OK, this may be one of the most common things one has to learn about taking barrel pins or any small pin out of guns. You DON'T want just one punch, but you HAVE to have two punches. Both have to be right at or preferably slightly smaller diameter than the pin. One is the full length punch needed to drive the pin all or most of the way out. The second one has a SHORT length of the size punch you need and is commonly known as a "starter punch." A starter punch is REALLY needed when the pins were filed flush with the stock and are curved on the ends.
The Starter Punch is the key to get the pin moving. With the length of the pin punch very short to no more than 1/4" or 3/8" at most, the pin section will not bend/flex/break and will allow more force to break the initial mechanical bond when you first begin to drive the pin out. (After you get the pin moving, you use the longer length punch.) You can make an excellent starting punch out of an old Nail Set that is the correct size for the pin you want to drive out. Also, you can take a full length pin punch and cut it short by using a Dremel Cut Off Disc. Make sure the outer edge of the punch is slightly rounded or chamfered, so you don't have a sharp edge.

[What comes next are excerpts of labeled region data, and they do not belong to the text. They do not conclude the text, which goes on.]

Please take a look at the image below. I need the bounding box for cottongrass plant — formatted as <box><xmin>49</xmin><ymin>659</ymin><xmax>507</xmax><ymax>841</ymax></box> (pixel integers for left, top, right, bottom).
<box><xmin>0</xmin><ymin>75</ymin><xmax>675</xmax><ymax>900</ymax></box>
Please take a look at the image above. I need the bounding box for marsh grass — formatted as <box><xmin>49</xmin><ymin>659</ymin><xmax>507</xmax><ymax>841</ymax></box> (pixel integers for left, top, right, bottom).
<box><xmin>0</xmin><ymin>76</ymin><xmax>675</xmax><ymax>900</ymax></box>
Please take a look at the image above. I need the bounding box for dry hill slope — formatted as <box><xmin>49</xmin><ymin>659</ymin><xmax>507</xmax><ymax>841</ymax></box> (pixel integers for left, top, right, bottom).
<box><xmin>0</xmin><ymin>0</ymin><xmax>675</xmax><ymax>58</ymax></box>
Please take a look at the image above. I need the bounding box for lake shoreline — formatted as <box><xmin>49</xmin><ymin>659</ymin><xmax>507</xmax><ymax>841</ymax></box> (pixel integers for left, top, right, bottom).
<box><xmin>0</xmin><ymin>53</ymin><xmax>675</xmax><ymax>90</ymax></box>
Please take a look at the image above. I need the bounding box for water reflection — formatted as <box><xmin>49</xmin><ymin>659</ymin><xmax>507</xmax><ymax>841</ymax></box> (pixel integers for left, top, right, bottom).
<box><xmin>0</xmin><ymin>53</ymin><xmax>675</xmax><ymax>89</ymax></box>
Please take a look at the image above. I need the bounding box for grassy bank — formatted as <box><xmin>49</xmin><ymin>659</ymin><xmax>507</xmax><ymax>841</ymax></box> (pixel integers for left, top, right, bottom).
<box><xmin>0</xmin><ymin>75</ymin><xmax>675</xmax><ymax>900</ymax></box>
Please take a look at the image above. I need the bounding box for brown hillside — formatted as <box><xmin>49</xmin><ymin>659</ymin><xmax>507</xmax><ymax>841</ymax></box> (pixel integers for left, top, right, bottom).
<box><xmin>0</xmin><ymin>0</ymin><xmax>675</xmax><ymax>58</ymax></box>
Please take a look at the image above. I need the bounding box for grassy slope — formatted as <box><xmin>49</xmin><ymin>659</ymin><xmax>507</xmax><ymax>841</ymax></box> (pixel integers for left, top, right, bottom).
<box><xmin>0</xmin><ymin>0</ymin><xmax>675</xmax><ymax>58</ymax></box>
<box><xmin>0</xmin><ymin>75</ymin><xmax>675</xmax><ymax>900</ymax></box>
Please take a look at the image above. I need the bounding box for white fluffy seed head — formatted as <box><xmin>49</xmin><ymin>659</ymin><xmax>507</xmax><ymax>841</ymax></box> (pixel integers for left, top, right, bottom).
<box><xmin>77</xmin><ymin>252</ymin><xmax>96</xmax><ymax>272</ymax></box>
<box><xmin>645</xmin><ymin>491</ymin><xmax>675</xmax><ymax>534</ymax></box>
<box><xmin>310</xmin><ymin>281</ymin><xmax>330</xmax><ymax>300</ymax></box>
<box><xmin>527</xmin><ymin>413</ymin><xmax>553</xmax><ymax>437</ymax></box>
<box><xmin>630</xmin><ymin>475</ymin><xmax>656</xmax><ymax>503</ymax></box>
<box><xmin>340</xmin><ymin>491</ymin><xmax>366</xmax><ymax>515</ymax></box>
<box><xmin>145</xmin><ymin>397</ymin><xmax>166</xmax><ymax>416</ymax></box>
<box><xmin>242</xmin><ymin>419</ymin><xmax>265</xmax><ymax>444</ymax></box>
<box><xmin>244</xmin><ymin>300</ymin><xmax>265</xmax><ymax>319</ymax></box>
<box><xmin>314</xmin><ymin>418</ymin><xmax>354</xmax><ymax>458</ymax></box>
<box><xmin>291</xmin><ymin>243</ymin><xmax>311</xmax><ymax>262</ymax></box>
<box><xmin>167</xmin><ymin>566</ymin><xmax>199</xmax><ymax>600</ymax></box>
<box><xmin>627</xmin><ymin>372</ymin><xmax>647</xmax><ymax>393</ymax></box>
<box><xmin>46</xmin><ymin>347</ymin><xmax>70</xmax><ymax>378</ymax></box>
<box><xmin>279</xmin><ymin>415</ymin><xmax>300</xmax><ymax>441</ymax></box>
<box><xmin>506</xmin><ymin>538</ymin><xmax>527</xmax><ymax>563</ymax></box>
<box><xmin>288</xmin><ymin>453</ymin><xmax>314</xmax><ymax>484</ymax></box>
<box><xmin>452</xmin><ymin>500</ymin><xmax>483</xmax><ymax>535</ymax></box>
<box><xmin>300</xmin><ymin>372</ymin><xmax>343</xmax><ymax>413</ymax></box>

MANY muzzleloading, both original and repro, had their barrel pins filed flush with the curved surface of the fore end. This did not matter because most people never took/take the barrels out of the stock and the pins filed flush were "esthetically pleasing." If you run into this, you sometimes have to go to an even smaller starter punch to get the pin moving and so the punch doesn't skip off the pin and mar/damage the wood around it. Fortunately some builders today are using slightly shorter pins that are square and perpendicular to the body of the pin to make it MUCH easier to start the pin moving. There will be a little curved open space over the pin holes and that can be filled in with beeswax or one of those coloured crayon type wood filler sticks.
BTW, I ran into those curved ended pins on EVERY Brown Bess I worked on. I deliberately shortened the pins a tiny bit so the ends were square/perpendicular to the length of the pin, then filled the open space with beeswax JUST as so many original gunsmiths did. That makes it easier for the NEXT guy to get the barrel pins out, even if I never took the barrel out of the gun again.
Dry firing a flint lock with a wood flint 5 to 10 times a day will not hurt the lock at all, but it WILL make you a better shot!